Riattivata la sartoria nel Carcere di Castrovillari. Le detenute producono mascherine anti Covid


Mentre l’Italia era in lockdown e l’epidemia Covid manifestava tutta la sua virulenza, in molte realtà penitenziarie del Paese si è scelto di dare il proprio contributo nella lotta al virus, facendosi carico del confezionamento di mascherine.

Così in diverse strutture di pena ci si è ingegnati per capire come avviare la produzione. La Casa Circondariale di Castrovillari “Rosetta Sisca”, su input del suo Direttore Giuseppe Carrà, ha scelto di rimettere in attività la sartoria nella sezione femminile: “Certamente la difficoltà nel reperimento dei dispositivi di protezione individuale che in marzo risultavano introvabili, ha giocato un ruolo importante nella decisione di riattivare la sartoria, ma – ha raccontato Carrà – la valenza trattamentale del progetto ha dato la spinta propulsiva. Il carcere deve e può essere lo strumento per restituire alla società dei cittadini migliori”.
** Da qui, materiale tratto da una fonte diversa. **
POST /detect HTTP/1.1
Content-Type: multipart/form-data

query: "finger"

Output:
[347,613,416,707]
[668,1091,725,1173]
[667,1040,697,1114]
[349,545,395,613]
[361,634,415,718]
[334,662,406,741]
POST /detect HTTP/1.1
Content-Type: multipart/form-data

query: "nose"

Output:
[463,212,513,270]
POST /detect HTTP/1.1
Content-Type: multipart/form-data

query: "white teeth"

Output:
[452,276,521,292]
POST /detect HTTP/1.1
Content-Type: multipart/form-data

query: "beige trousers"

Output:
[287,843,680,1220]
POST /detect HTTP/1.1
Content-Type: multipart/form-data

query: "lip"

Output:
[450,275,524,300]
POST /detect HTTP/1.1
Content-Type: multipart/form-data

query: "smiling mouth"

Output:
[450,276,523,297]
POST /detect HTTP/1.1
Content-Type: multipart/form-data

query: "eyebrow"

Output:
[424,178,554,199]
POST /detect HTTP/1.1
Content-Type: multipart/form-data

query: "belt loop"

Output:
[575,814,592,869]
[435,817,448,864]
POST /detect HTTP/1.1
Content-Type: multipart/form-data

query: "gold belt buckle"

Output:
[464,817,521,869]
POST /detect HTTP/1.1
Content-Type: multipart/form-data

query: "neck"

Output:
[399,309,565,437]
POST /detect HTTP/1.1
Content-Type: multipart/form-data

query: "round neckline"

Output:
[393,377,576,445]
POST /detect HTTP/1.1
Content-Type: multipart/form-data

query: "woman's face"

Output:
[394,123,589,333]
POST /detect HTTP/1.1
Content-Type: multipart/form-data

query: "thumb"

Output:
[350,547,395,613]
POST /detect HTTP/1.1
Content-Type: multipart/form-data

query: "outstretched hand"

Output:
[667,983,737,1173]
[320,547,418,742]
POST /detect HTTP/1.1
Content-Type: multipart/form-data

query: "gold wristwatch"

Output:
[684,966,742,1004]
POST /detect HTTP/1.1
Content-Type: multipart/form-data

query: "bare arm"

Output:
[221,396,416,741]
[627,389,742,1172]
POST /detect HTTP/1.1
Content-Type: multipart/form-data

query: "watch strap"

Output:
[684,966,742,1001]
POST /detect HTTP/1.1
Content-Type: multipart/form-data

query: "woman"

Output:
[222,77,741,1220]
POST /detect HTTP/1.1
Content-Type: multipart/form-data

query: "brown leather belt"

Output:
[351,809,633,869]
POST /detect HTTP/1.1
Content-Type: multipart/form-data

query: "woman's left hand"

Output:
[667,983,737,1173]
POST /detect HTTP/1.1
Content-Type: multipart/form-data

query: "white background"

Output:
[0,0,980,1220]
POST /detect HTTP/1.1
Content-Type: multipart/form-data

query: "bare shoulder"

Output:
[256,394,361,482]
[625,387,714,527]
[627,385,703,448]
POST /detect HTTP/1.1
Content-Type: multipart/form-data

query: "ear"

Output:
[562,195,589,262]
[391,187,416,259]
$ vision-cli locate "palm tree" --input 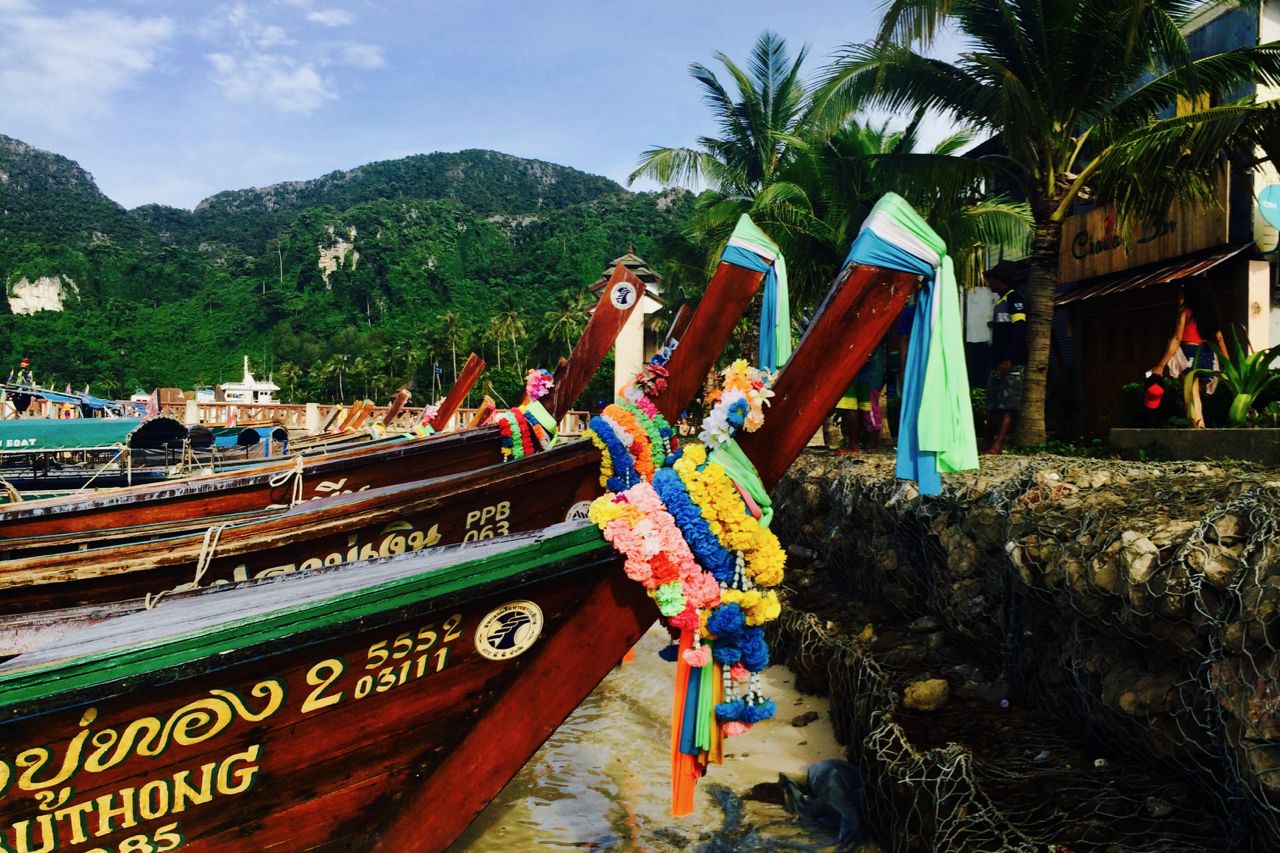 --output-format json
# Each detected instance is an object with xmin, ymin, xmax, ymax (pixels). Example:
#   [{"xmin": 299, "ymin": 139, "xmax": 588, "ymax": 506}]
[
  {"xmin": 631, "ymin": 32, "xmax": 1029, "ymax": 312},
  {"xmin": 483, "ymin": 314, "xmax": 507, "ymax": 366},
  {"xmin": 440, "ymin": 311, "xmax": 462, "ymax": 382},
  {"xmin": 628, "ymin": 32, "xmax": 823, "ymax": 284},
  {"xmin": 543, "ymin": 291, "xmax": 588, "ymax": 356},
  {"xmin": 817, "ymin": 0, "xmax": 1280, "ymax": 443},
  {"xmin": 494, "ymin": 307, "xmax": 525, "ymax": 375}
]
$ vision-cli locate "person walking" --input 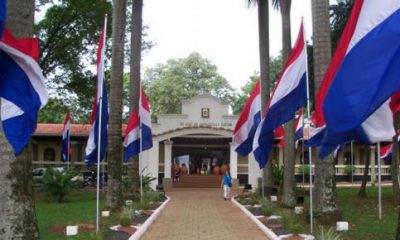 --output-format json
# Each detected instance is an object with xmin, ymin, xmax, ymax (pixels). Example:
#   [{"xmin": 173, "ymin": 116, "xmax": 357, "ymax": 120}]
[{"xmin": 221, "ymin": 171, "xmax": 232, "ymax": 200}]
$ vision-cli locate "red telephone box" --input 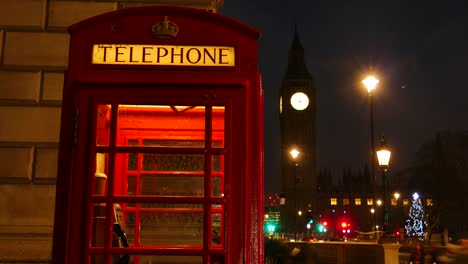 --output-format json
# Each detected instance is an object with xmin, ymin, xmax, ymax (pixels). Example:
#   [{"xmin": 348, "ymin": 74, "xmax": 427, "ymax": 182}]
[{"xmin": 52, "ymin": 7, "xmax": 263, "ymax": 264}]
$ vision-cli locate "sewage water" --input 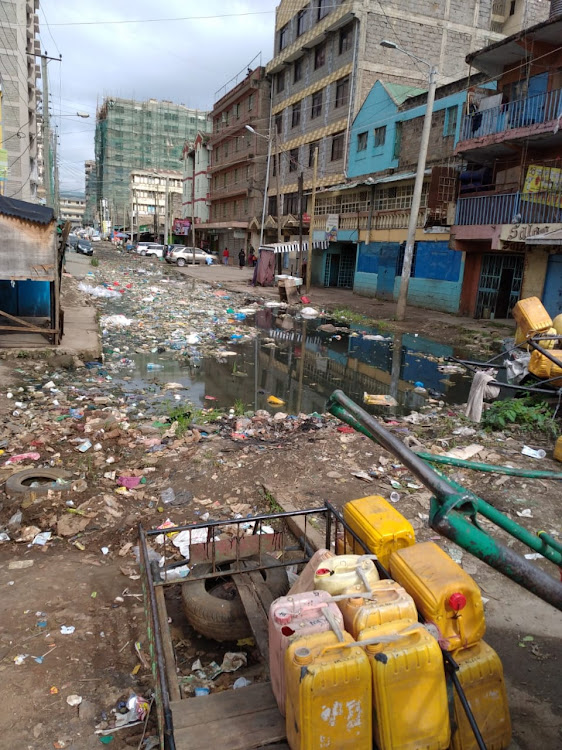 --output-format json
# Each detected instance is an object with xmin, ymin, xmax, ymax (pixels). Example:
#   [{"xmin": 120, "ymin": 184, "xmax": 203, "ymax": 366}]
[{"xmin": 111, "ymin": 308, "xmax": 472, "ymax": 415}]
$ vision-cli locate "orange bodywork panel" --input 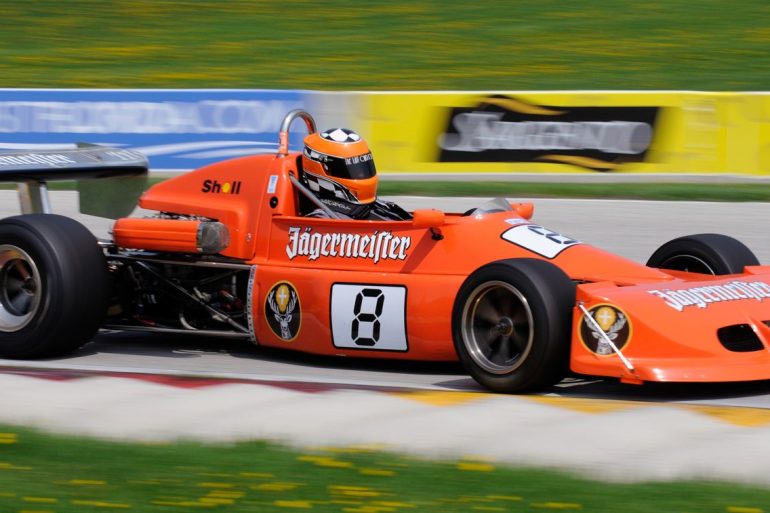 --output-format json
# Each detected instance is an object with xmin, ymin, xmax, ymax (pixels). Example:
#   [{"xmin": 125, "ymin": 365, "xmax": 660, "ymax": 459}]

L’istituto calabrese non è nuovo a esperienze di inclusione sociale e di giustizia ripartiva e, nel solco già tracciato dalle precedenti esperienze, in tempi brevissimi, ha avviato il progetto-mascherine: tre detenute, abili nei lavori sartoriali, hanno immediatamente manifestato l’entusiasmo e la voglia di dare il loro contributo nei difficili giorni di emergenza per l’epidemia da Covid 19, “prestando il loro lavoro punto dopo punto, taglio dopo taglio, per ricucire, non solo il tessuto, ma anche lo strappo con la società”.

Come spiegato dal Direttore dell’Istituto Carrà “il lavoro è uno degli elementi fondamentali che la nostra legislazione prevede per la rieducazione, ancor di più quando si tratta di volontariato: l’auspicio è di distribuire gratuitamente questi fondamentali strumenti di tutela sanitari anche sul territorio”.

Il risultato ottenuto nella realizzazione della mascherine, di assoluto rilievo, è frutto della sinergia e del lavoro di squadra tra le diverse componenti che animano l’istituto calabrese, dall’area sicurezza con il Comandante di Reparto della Polizia Penitenziaria Carmine Di Giacomo, all’area trattamentale con il Funzionario Giuridico Pedagogico Luigi Bloise. I presidi sanitari, soggetti a specifica autorizzazione dell’Università degli Studi di Catania, contribuiscono così alla sicurezza dei cittadini e danno sostanza allo sforzo rieducativo di chi sta scontando la pena.

Complimenti all’Amministrazione Penitenziaria, centrale e periferica, per questa ennesima lodevole iniziativa ed alle tre sarte detenute per il loro prezioso contributo nella produzione e confezionamento dei dispositivi individuali di protezione per fronteggiare questa emergenza sanitaria.